I had that happen until I got the GPSMAP 60csx. . . I hope this thing lasts forever. .


----------



## john f (Apr 11, 2006)

jogr said:


> Have you tried out your old Magellan. I have a 15 year old GPS that still works.


yeah I did. I was able to input the lattitude & longitude info, set the date & time, etc. But when I tried to intialize the unit the bar graph on the bottom would not fill to completion. I was outside in a clear area and even after 45 minutes it would not complete the function. I called tech support and they informed me that they no longer had parts and that the chip inside is not connecting to the satellites due to the newer technology. I guess had I tried using it several years ago and sent it in for service (new hardware/chip) it would work now. I put fresh batteries in it and it just will not connect to the satellites. So I'm starting over. Righjt now I'm deciding between the Delorme PN-60 and the Garmin 60-csx. Leaning towards the Delorme though.

Thanks for the input


----------



## StrutStopper (Sep 3, 2003)

I just picked up a Garmin 60CSx this spring. Cabelas had it cheap. I haven't lost signal yet and I've been thru some pretty thick stuff. It acquires signal quick too. Much faster than my old Legend.


----------



## john f (Apr 11, 2006)

G20 said:


> I would go with Garmin 60csx or Delorme. I have a Delorme PN-40 but now they have the pn-60 which has more features and better battery life.

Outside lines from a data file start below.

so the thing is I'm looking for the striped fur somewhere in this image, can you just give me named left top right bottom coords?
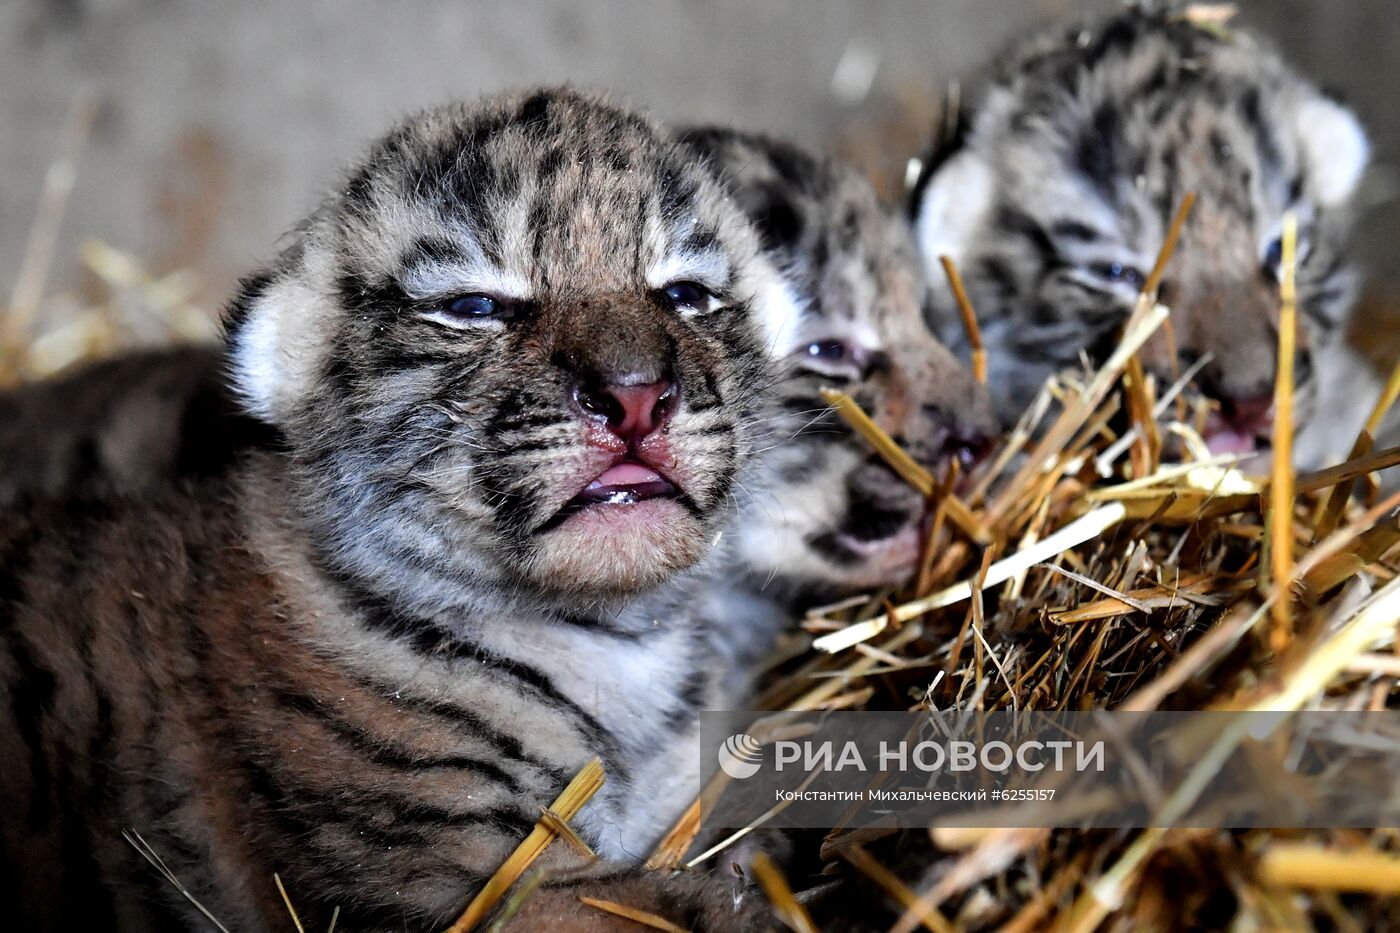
left=680, top=128, right=996, bottom=602
left=0, top=346, right=272, bottom=506
left=677, top=128, right=997, bottom=678
left=0, top=89, right=784, bottom=932
left=0, top=107, right=1002, bottom=932
left=0, top=130, right=1001, bottom=681
left=913, top=3, right=1369, bottom=462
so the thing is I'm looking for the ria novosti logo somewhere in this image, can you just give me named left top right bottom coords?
left=717, top=733, right=764, bottom=779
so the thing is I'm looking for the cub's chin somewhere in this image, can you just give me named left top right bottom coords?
left=528, top=498, right=709, bottom=597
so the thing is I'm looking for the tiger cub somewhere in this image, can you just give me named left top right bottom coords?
left=678, top=127, right=996, bottom=670
left=0, top=89, right=787, bottom=932
left=0, top=130, right=999, bottom=658
left=912, top=3, right=1369, bottom=463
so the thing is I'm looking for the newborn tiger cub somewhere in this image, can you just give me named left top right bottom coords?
left=0, top=89, right=785, bottom=932
left=0, top=125, right=995, bottom=932
left=677, top=127, right=997, bottom=671
left=0, top=132, right=999, bottom=631
left=913, top=4, right=1369, bottom=462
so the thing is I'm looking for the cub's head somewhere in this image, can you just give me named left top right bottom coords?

Thanks all for the input. After thinkin it over and doing more research I went with the Delorme PN-60. Best deal right now was on amazon for $279 with free shipping and no tax.

Can't wait to get it and then become familair with it. I'm hunting a new public land on he eastern end on Long Island. It's 500 acres. I walked about 15 minutes into the woods and almost got turned around. I eventually found the road and came out about 300 yards from the truck. But with all the features this should make hunting easier with the contour maps and other features.

Thanks again!


----------



## G20 (Jan 31, 2008)

john f said:


> Thanks all for the input. After thinkin it over and doing more research I went with the Delorme PN-60. Best deal right now was on amazon for $279 with free shipping and no tax.
> 
> Can't wait to get it and then become familair with it. I'm hunting a new public land on he eastern end on Long Island. It's 500 acres. I walked about 15 minutes into the woods and almost got turned around. I eventually found the road and came out about 300 yards from the truck. But with all the features this should make hunting easier with the contour maps and other features.
> 
> Thanks again!


Bought my PN-40 off Amazon. Best price i have found too. Think you will really like it. Delorme also has a forum that is really helpful.


----------



## john f (Apr 11, 2006)

G20 said:


> Bought my PN-40 off Amazon. Best price i have found too. Think you will really like it. Delorme also has a forum that is really helpful.


Is this forum through the company's website or is it a private bunch of Delorme owners? Any links?


----------



## NYmountain man (Oct 14, 2009)

Bass Pro Shop has the Garmin Etrex Vista hcx for $199 and comes with case, sd card, Topo U.s. 100k dvd. I just upgraded from basic etrex. I haven't had alot time in the woods with mine. But so far works real good.


----------



## trophyhill (Jul 8, 2008)

clee said:


> The Garmin guys will always say that Garmin is the best. It's highly debatable though. I have a Delorme pn-30 and it is great. It has all of the maps that you'll need (they come with the unit without having to purchase extras) and you can then download $40 of satellite images for free from their website. I had read that there was a learning curve to the unit but I have not really found that to be the case. I got mine for $180, which was a lot cheaper than most of the Garmins.
> 
> Here's a link to check out the pn-40. It is the same thing as the pn-30 except it has an internal compass and barometer.
> 
> ...


and the pn40 eats batteries up big time so get ready to spend some $ on batteries.


----------



## Roughwater (Aug 11, 2013)

This is an old thread but still relavent. I have the Garmin 60CXS. It's still a good GPS but Garmin is pricy on thier software and I'm not convinced it's the best out there. I kinda like Delorme software so am considering picking up a Delorme model this time like the last poster (trophy Hill) did. 

Terry


----------



## Hookup (Feb 17, 2013)

You take take my Garmin Oregon 400t from my cold dead hands.


----------



## DntKnwNutteN (Jan 29, 2013)

I don't use a gps for maps.... I like the garmin foretrex 401. Small and compact enough you can wear it on your wrist. Worked well for me through two combat deployments and tons of hunting.... the best gps I've every owned.


----------



## fulldraw70 (Sep 6, 2009)

OK I know this is an older thread. But is there a GPS unit out there that will load topo maps of WMAs and not just show you a screen with lines? I made the mistake and bought a Magellan 400 triton and hate it.


----------